Reviews on this part are mixed. Customers who suffered a single, clear-cut breach generally report positive experiences. Those dealing with complex synthetic identity theft sometimes find the support team overstretched.
Who Should Sign Up
The paid service makes sense if you:
- Have been a victim of identity theft before
- Have had personal data exposed in a major breach
- Own real estate and want home title monitoring
- Spend significant time on social media in ways that put your identity at risk
- Have children whose SSNs need to be monitored
If protecting kids is the main reason you are shopping, our guide on identity theft protection for families compares the family-focused plans and which features actually matter for child SSN monitoring.
It is harder to justify if you already get credit monitoring free through your bank, credit card issuer, or a tool like Dovly, and you do not particularly need home title or social media monitoring.
Where Identity Guard Falls Short
A few weaknesses to know about:
- The basic Value plan does not include credit monitoring at all
- VPN and antivirus, which Aura bundles, are not standard with Identity Guard
- Mobile app reviews are average, not exceptional
- Canceling requires a phone call, not a web form
None of these are dealbreakers, but they matter when comparing tiers and competitors.
Frequently Asked Questions
Does Identity Guard monitor all three credit bureaus?
Only the Total and Ultra plans monitor all three bureaus, including Experian, Equifax, and TransUnion.
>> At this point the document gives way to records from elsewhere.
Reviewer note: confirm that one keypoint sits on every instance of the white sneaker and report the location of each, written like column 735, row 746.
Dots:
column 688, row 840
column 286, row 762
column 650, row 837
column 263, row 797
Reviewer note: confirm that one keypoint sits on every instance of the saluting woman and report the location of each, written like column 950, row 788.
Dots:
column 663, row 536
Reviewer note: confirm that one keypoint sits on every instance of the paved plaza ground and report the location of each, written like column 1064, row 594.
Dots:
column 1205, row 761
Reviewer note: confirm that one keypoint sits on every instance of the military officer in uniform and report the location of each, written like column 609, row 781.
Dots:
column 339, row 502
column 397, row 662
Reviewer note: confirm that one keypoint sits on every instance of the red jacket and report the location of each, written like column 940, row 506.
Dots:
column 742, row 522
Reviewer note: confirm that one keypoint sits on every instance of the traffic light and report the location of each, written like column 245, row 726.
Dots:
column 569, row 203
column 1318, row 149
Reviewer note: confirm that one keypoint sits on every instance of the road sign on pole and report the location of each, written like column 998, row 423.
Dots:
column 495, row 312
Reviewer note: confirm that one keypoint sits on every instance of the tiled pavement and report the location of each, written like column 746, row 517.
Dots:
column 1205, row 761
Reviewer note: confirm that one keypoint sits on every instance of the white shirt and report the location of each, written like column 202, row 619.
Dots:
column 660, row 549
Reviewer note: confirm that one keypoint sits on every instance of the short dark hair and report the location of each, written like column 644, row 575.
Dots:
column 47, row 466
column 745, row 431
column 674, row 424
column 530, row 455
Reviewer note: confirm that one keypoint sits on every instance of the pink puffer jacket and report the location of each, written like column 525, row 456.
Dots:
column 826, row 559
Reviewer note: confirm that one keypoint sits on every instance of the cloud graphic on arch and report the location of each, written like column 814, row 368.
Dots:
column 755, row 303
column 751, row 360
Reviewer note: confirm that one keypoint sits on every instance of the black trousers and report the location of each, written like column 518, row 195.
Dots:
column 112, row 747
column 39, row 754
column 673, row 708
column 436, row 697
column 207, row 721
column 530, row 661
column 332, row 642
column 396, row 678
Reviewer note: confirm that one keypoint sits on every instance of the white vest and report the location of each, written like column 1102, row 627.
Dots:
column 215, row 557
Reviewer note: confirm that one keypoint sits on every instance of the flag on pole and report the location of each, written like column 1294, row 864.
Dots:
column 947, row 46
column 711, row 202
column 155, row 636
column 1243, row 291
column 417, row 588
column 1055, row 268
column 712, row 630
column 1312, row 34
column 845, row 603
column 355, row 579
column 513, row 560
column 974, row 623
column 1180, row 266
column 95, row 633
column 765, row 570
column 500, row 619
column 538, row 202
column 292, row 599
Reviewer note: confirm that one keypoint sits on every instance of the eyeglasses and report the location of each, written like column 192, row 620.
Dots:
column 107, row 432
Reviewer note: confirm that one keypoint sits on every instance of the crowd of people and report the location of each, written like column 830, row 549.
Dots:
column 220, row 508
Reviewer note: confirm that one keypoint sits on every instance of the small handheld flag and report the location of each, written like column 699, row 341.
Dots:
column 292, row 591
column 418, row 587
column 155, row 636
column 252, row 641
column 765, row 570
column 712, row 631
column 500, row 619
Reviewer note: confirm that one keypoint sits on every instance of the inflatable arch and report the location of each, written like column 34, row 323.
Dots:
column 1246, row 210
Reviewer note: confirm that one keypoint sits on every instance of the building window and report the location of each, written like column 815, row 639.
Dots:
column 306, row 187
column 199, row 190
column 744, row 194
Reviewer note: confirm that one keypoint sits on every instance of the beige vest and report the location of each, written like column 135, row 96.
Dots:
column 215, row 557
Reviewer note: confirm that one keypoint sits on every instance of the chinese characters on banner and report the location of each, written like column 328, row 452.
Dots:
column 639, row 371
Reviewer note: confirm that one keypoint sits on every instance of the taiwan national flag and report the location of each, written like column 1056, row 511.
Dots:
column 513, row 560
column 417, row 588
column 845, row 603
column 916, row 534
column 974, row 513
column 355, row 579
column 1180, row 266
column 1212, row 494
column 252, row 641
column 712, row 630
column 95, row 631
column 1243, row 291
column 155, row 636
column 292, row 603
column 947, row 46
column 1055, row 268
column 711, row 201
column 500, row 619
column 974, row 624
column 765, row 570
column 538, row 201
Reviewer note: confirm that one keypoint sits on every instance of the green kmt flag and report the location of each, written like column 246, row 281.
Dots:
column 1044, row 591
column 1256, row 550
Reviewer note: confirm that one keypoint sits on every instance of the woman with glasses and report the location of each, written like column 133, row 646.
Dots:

The Value plan does not include credit monitoring at all and is designed for dark web and identity surveillance only.
Is the $1 million insurance for stolen money or recovery costs?
It covers recovery costs and expenses related to identity theft, not direct fraud reimbursement. Examples include legal fees, lost wages, and replacing documents. Most stolen funds from credit and debit cards are already covered by your bank's fraud policies.
Can I cancel Identity Guard anytime?
Yes, plans are month-to-month and you can cancel by phone. There are no long-term contracts or cancellation fees, but refunds on annual plans depend on how much of the year is left.
Is Identity Guard the same as Aura?
They share the same parent company, Aura Sub LLC. The two services run separately but use similar monitoring infrastructure. Aura's pricing and features are similar, so most users pick based on which user interface they prefer.